I wonder what would happen if the telco would say "we wont pay the bill, since we believe it is fraudulent". They wont "lose much" if some fraudulent telco from third world cuts them - the numbers dont work anyway. And what can the scammers do? Try to sue an US telecom? If they reveal their true names, then the embassy knows where to send the "operators" who will solve the case for good.


There is normally a long chain of intermediate telco operators between the fraudsters and the US operator. Some of those intermediate operators are large and have a lot of legit calls. Each operator adds their profit margin on and passes the bill to the next. So no operator has any incentive to police this stuff, because they all profit from it.


It does make me wonder why they don't just switch to pre-paid sim cards (or the contractually equivalent thing that doesn't involve cell phones).

Good luck collecting your scam cash from my personal line!
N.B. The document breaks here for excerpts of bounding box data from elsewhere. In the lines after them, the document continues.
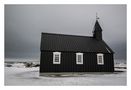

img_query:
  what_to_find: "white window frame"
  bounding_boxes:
[53,52,61,64]
[76,53,83,64]
[97,53,104,65]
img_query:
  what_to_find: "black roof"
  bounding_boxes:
[40,33,113,53]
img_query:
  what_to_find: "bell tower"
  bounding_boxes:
[93,13,102,40]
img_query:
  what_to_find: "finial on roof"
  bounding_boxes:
[96,12,100,20]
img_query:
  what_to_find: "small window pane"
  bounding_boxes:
[53,52,60,64]
[97,54,104,65]
[76,53,83,64]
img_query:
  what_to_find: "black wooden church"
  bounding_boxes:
[40,20,114,74]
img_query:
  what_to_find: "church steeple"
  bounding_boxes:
[93,15,102,40]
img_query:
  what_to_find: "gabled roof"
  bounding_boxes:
[40,33,113,53]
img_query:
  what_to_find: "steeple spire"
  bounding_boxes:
[96,12,100,20]
[93,13,102,40]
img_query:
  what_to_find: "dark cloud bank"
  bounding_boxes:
[5,5,126,59]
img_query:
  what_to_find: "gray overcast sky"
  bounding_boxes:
[5,4,126,59]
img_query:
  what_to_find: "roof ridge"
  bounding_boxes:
[42,32,93,38]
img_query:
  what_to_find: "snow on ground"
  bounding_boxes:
[5,63,126,86]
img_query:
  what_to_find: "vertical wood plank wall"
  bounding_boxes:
[40,51,114,73]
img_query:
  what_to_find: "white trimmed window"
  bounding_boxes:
[97,53,104,65]
[53,52,61,64]
[76,53,83,64]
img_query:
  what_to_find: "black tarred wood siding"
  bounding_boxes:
[40,51,114,73]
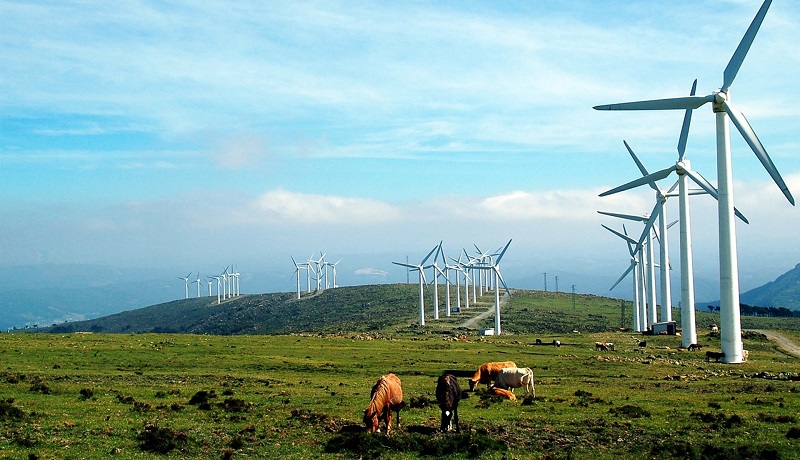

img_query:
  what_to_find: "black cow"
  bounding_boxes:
[436,374,461,431]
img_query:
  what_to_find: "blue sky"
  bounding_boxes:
[0,0,800,298]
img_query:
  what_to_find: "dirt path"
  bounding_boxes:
[753,330,800,358]
[457,291,508,328]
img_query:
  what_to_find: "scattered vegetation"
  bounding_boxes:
[0,285,800,460]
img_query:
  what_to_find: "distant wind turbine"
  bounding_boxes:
[392,246,438,326]
[178,272,192,299]
[594,0,795,363]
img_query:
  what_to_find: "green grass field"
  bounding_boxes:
[0,292,800,459]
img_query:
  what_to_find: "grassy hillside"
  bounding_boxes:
[45,284,800,335]
[0,328,800,460]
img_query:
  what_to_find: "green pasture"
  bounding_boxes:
[0,286,800,460]
[0,332,800,459]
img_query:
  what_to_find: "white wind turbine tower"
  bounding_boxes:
[209,276,222,305]
[178,272,192,299]
[431,241,450,319]
[594,0,794,363]
[194,272,200,299]
[445,254,469,311]
[325,259,342,289]
[424,241,442,319]
[603,225,644,332]
[392,246,438,326]
[600,80,748,347]
[468,240,511,335]
[597,211,658,329]
[290,256,308,299]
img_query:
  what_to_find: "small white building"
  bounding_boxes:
[653,321,678,335]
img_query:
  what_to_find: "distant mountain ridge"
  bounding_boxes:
[739,264,800,310]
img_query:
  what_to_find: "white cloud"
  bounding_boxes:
[253,190,402,226]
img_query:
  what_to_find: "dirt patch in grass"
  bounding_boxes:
[136,423,189,454]
[325,425,508,458]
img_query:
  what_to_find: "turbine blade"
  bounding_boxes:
[723,102,794,206]
[419,246,439,265]
[593,95,714,110]
[636,204,661,248]
[600,166,675,196]
[492,265,511,297]
[600,224,639,248]
[494,240,511,265]
[609,262,636,291]
[392,262,419,270]
[597,211,647,222]
[720,0,772,93]
[678,79,697,161]
[622,141,650,176]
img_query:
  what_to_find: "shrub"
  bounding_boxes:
[136,423,188,454]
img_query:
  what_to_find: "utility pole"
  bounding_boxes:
[572,284,575,311]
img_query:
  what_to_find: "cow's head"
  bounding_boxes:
[364,408,381,433]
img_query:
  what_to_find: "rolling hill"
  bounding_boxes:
[739,264,800,310]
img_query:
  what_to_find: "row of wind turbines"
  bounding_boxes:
[392,240,511,335]
[178,265,240,304]
[594,0,794,363]
[292,252,342,299]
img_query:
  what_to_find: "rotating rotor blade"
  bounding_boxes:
[720,0,772,93]
[600,166,675,196]
[392,262,419,270]
[723,104,794,206]
[636,200,661,248]
[494,240,511,265]
[419,246,439,265]
[683,168,750,224]
[597,211,647,222]
[622,140,658,181]
[492,265,511,297]
[593,95,714,110]
[678,79,697,161]
[600,224,639,248]
[609,262,636,291]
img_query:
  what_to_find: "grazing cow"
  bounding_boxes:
[489,387,517,401]
[364,374,403,435]
[436,374,461,431]
[469,361,517,391]
[494,367,536,398]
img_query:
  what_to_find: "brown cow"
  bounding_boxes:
[469,361,517,391]
[489,387,517,401]
[364,374,403,435]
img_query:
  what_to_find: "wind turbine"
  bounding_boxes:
[209,276,222,305]
[601,224,643,332]
[178,272,192,299]
[468,240,511,335]
[597,207,658,329]
[426,241,450,319]
[594,0,794,363]
[600,80,748,347]
[289,256,308,300]
[193,272,200,299]
[392,246,438,326]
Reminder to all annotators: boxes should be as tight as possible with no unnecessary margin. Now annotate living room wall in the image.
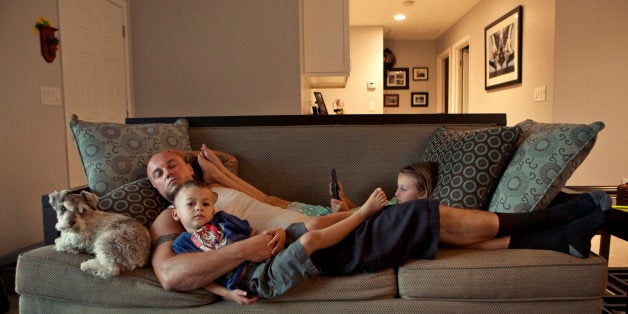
[437,0,628,186]
[129,0,301,117]
[0,0,69,257]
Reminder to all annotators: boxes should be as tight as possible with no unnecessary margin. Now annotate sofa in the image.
[16,114,607,313]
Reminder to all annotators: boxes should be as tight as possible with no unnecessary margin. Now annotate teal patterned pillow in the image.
[422,126,521,209]
[489,120,604,213]
[70,115,190,196]
[98,177,170,228]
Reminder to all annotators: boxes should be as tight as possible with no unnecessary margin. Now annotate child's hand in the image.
[264,228,286,255]
[223,289,259,305]
[330,198,349,213]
The phone company doesn't have a mechanism to pass the cost on to me, so I'm guessing the telcos already figure out how to block this at the network level.

Has anyone tried calling some of the bad actor numbers from a burner phone?
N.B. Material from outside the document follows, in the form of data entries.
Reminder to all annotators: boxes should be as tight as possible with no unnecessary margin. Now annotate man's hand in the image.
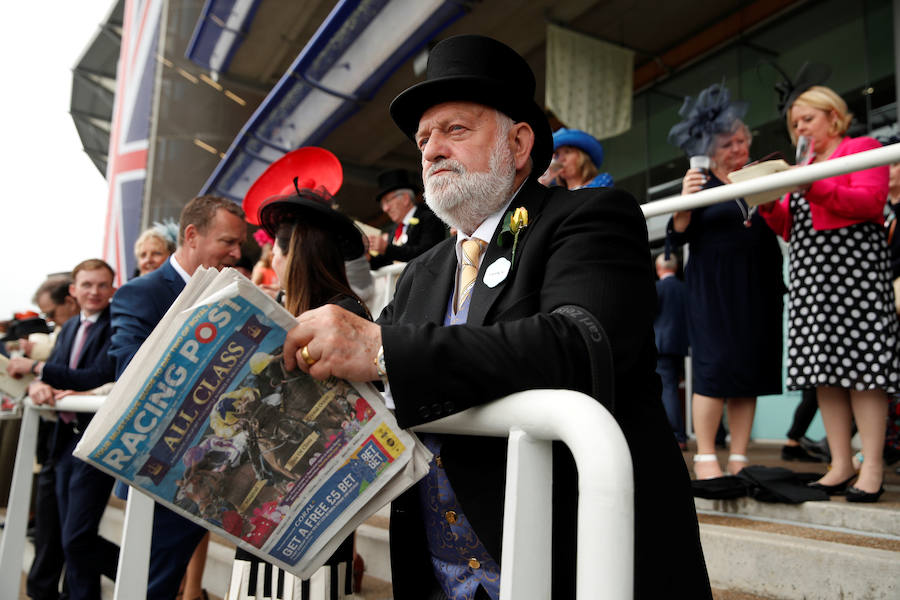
[367,233,388,254]
[284,304,381,381]
[28,381,56,406]
[6,356,35,379]
[19,338,34,356]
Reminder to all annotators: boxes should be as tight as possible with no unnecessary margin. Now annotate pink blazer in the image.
[759,137,888,240]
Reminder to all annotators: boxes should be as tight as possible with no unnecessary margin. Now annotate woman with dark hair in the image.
[235,147,371,600]
[666,84,784,479]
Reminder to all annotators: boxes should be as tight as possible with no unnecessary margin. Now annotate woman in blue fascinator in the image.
[666,84,784,479]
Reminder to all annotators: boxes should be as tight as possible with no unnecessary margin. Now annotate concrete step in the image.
[54,498,393,600]
[697,498,900,600]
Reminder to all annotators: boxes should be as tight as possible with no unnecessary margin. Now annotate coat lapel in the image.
[466,181,547,325]
[416,238,456,325]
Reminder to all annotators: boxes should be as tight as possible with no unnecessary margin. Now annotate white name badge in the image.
[482,256,512,287]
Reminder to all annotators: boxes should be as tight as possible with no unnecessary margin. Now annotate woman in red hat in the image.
[235,147,371,598]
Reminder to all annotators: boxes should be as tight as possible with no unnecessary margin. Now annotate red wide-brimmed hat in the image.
[244,146,344,225]
[243,146,364,260]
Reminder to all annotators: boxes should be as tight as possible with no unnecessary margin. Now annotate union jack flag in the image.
[103,0,163,285]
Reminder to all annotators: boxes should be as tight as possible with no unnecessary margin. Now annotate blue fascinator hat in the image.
[553,127,603,169]
[668,83,749,156]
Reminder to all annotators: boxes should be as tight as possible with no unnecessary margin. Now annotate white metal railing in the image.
[641,144,900,219]
[0,390,634,600]
[414,390,634,600]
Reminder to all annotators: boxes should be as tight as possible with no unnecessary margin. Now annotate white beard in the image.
[423,136,516,235]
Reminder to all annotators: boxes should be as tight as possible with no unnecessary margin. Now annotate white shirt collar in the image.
[456,179,527,263]
[402,204,418,225]
[79,311,103,323]
[169,254,191,283]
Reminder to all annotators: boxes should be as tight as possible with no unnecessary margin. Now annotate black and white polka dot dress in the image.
[787,194,900,393]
There are definitely two kinds of bad actors when it comes to scraping/scripting things.

The automated drive by ones trying to spam posts in every form or are probing for word press exploits or what have you.

The ones where someone is specifically taking time out of their day to tailor their attack to your specific page.

The former is easy to deal with the latter is far harder to sort out.


This problem would not exist if the price of a call would be known before making the call. But we live in a world where "it's cheap, just use it, we will the exact bill later" is the norm.


A calling prefix for "place call if it's free" would be great. Or even "place call if it's at or below this standard fare".


I hope to expand the protocol list once I can figure out Network Discovery on the WAN - https://github.com/zeromq/zyre/issues/701


It s like the electricity companies who cant preemptively check usage to cut before it explodes, cant anything be done at the phone provider level to just...cut before the cost is incurred ?

I mean if credit cards can do it...


Why are these systems making verification phone calls?


As they normally have a deal with the numbers they can successfully call for outpayments from the Telco.


two factor authentication


What happens if an IP, rightfully included in the list, gets assigned to me or, worse, to the server I just rented?

Or if someone added my phone number as a prank, a revenge or an attack on me?


Don't worry, the lost revenue won't be material to earnings.


classy


Additionally some VPNs route through legitimate devices.

The only way I’ve seen this somewhat work is to have a complex system that pulls apart the connection info, and then you use a combination of data science + threat intel + good ol’ reversing to make decisions of if something is malicious or not. Then you need multiple teams to run and tune these functions as attacks change.


Would you be using that IP to make SIP calls or route SIP traffic? The bad actors will only be valid for 7 days.


What happens if a bad guy uploads your ip?


Exactly, sometimes these systems are purposely used to deny legitimate users. Sort of like OS account lockouts (too many failed attempts). What if their goal is to lock the users out?


What happens when someone uploads 4 billion IPs


i recon he'll get blocked from contributing to the block-list


There's some room in the missing ~295 million IPs


What happens is that you find out why this is a terrible idea.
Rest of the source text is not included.